Mais on peut aussi avoir une lecture plus personnelle de ces paraboles, et voir en elles une allégorie de notre vie spirituelle : cette plante appelée à croître, c’est nous-mêmes, sous l’effet de la grâce, qui ne remplace pas notre nature mais se greffe sur elle. Or, la grâce nous est donnée, en premier lieu, par les sacrements, qui sont des signes sensibles, institués par le Christ Jésus lui-même, afin de faire naître, de restaurer ou de faire croître en nous la grâce, c’est-à-dire l’état d’amitié avec Dieu. Il y a – vous le savez – sept sacrements, et il y en a un, parmi eux, qui est spécifiquement ordonné à la croissance de notre vie spirituelle, à son développement dans toutes ses potentialités, c’est le sacrement de la confirmation.
L’état de grâce nous est donné par le baptême et, si nous avons le malheur de l’abandonner par le péché, il peut nous être rendu par la confession. Mais le développement de la grâce, son affermissement et son accomplissement en nous, c’est le fruit de la confirmation. Il n’est pas évident de comprendre la spécificité de la grâce donnée par la confirmation, puisqu’il s’agit d’un accroissement et non de quelque chose de nouveau.

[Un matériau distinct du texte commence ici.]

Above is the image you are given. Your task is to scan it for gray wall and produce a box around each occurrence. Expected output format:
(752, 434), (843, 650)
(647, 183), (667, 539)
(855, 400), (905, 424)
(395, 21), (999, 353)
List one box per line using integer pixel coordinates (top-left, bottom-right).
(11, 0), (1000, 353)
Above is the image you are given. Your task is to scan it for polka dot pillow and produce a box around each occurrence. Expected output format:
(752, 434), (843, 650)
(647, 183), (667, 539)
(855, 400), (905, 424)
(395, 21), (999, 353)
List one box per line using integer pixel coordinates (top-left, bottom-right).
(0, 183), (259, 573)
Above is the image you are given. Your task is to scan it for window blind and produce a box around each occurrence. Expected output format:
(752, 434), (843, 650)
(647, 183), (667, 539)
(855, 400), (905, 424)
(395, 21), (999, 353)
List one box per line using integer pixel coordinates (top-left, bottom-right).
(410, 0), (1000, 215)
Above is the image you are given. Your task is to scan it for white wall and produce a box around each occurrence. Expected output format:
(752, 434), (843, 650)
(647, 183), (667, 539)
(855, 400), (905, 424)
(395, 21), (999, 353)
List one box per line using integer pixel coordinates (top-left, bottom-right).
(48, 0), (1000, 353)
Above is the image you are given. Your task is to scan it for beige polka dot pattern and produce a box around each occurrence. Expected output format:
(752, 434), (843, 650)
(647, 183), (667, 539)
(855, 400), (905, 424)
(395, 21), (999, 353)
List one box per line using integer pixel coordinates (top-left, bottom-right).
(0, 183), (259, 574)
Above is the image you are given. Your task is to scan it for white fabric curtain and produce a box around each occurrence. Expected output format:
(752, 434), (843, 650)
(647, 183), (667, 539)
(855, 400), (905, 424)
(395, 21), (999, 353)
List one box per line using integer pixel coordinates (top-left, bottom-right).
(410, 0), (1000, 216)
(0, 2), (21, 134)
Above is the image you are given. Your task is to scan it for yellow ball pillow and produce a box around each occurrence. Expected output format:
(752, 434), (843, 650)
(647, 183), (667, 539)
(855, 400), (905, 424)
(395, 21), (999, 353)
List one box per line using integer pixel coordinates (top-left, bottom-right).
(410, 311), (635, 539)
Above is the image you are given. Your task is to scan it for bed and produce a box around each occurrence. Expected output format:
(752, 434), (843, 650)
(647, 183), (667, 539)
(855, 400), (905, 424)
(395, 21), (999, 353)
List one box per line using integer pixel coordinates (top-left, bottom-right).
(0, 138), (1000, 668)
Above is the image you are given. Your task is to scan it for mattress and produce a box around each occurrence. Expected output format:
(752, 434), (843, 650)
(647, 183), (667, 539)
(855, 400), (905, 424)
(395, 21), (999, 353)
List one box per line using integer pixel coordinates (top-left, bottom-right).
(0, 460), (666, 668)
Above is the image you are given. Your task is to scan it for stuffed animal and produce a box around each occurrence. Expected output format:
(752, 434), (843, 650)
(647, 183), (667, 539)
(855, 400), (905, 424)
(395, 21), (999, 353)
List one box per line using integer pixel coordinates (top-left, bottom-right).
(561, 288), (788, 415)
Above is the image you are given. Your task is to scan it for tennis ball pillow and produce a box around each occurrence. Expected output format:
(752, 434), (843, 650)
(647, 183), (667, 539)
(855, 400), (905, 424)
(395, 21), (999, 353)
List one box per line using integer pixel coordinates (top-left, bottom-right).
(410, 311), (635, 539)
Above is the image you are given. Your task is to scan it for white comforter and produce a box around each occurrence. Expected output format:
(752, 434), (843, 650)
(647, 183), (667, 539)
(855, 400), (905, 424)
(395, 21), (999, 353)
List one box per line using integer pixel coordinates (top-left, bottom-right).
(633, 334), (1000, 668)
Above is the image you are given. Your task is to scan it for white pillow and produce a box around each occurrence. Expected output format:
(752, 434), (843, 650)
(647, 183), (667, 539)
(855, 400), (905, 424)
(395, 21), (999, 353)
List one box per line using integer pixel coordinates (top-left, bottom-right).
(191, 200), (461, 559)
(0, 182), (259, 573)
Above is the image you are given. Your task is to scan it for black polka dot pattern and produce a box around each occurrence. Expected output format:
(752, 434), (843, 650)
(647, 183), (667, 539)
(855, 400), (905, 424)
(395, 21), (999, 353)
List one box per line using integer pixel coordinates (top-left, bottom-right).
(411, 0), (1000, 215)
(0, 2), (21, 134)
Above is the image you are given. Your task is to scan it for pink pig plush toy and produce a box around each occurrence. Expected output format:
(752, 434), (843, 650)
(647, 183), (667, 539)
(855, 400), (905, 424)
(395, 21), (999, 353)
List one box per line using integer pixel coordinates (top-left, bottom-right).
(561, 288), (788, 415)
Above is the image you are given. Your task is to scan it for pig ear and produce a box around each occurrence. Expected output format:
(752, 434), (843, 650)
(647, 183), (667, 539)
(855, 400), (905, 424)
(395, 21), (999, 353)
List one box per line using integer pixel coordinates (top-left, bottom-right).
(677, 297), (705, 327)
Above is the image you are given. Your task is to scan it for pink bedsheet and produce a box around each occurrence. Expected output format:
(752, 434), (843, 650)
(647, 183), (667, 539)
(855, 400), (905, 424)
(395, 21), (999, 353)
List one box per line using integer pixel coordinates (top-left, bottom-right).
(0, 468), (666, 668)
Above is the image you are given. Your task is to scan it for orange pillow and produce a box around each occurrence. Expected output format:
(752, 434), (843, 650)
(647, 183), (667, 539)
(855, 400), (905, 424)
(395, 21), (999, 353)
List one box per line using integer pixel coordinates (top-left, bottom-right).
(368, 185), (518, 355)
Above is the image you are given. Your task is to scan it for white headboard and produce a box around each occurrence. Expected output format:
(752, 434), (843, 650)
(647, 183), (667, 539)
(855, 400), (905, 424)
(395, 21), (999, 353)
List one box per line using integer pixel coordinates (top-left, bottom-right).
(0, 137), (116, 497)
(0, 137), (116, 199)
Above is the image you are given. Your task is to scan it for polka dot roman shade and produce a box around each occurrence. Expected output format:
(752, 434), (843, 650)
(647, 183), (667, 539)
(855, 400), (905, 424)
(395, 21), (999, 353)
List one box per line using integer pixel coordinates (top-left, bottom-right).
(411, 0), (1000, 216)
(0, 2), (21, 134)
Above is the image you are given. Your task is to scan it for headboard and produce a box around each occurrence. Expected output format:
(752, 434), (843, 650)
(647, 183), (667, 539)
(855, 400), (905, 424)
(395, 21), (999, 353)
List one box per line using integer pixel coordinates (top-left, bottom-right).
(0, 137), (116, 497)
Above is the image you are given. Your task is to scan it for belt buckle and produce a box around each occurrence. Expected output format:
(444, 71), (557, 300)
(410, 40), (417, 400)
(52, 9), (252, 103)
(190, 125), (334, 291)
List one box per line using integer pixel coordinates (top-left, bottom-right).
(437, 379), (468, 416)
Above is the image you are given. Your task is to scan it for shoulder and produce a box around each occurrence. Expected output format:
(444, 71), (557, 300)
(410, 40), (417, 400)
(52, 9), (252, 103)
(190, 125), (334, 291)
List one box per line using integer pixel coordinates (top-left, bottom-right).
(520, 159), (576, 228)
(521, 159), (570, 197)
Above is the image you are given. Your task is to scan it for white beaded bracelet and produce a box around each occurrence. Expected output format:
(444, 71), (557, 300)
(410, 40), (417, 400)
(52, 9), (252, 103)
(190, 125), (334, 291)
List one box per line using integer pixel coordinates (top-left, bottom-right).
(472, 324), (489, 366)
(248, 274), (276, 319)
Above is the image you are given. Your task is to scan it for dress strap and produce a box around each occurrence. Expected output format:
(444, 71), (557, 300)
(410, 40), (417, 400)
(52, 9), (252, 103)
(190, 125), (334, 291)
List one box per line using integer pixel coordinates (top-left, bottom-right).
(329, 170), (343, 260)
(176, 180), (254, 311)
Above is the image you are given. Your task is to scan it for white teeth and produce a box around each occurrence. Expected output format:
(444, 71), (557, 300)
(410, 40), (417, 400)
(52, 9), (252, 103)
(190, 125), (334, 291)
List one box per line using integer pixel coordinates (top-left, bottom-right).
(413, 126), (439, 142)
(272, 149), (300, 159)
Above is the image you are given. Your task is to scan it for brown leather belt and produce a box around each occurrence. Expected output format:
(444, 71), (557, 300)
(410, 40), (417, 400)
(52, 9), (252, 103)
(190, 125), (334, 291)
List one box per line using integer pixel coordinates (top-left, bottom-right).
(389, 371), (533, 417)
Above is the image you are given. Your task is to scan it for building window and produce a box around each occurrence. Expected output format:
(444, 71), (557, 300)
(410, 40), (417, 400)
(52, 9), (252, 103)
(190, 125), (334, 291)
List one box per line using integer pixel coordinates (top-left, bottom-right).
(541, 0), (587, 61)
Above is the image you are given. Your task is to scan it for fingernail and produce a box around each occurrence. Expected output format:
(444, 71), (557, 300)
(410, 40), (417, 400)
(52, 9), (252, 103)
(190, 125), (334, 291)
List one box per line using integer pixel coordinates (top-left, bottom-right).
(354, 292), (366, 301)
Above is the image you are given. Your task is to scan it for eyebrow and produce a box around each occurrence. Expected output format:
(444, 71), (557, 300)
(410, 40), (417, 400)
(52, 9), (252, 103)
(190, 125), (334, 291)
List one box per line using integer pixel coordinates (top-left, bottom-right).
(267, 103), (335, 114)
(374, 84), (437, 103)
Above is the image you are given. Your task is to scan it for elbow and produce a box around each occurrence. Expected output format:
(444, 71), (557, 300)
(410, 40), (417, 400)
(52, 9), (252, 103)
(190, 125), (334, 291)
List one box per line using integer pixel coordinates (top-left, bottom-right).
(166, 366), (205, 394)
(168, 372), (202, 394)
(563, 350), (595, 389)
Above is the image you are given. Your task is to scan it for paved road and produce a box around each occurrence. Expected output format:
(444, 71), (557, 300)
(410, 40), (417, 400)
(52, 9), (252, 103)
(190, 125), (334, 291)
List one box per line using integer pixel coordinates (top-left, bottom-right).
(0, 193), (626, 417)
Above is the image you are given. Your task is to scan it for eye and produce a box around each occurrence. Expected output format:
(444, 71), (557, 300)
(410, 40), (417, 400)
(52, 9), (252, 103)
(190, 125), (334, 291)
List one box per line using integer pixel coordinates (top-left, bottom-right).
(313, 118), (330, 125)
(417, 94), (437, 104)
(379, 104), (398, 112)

Comme avec tous les sacrements, nous sommes mis face à un mystère, c’est-à-dire une réalité qui dépasse nos capacités de compréhension mais qui, pourtant, nous laisse toujours quelque chose à découvrir, à la manière dont un chercheur d’or vanne inlassablement le sable de la rivière et en tire chaque jour un peu de richesse.
La grâce de la confirmation, c’est donc l’accomplissement du baptême ; si le baptême est une naissance, la confirmation est le sacrement de la croissance. L’enfance donne à découvrir la relation de filiation ; l’enfant comprend que la relation qu’il a avec ses parents n’est pas la même que celle qu’il a avec ses semblables ou avec les autres adultes. Parvenu à l’âge adulte, la filiation n’est pas pour autant détruite, elle est transformée. Le fils n’est alors plus un enfant mais il reste un fils : il est, au contraire, invité à redécouvrir cette filiation et en apprécier désormais la vraie richesse dépouillée de tout rapport de dépendance. Le rapport de filiation est rendu d’autant plus riche qu’il est désormais parfaitement libre.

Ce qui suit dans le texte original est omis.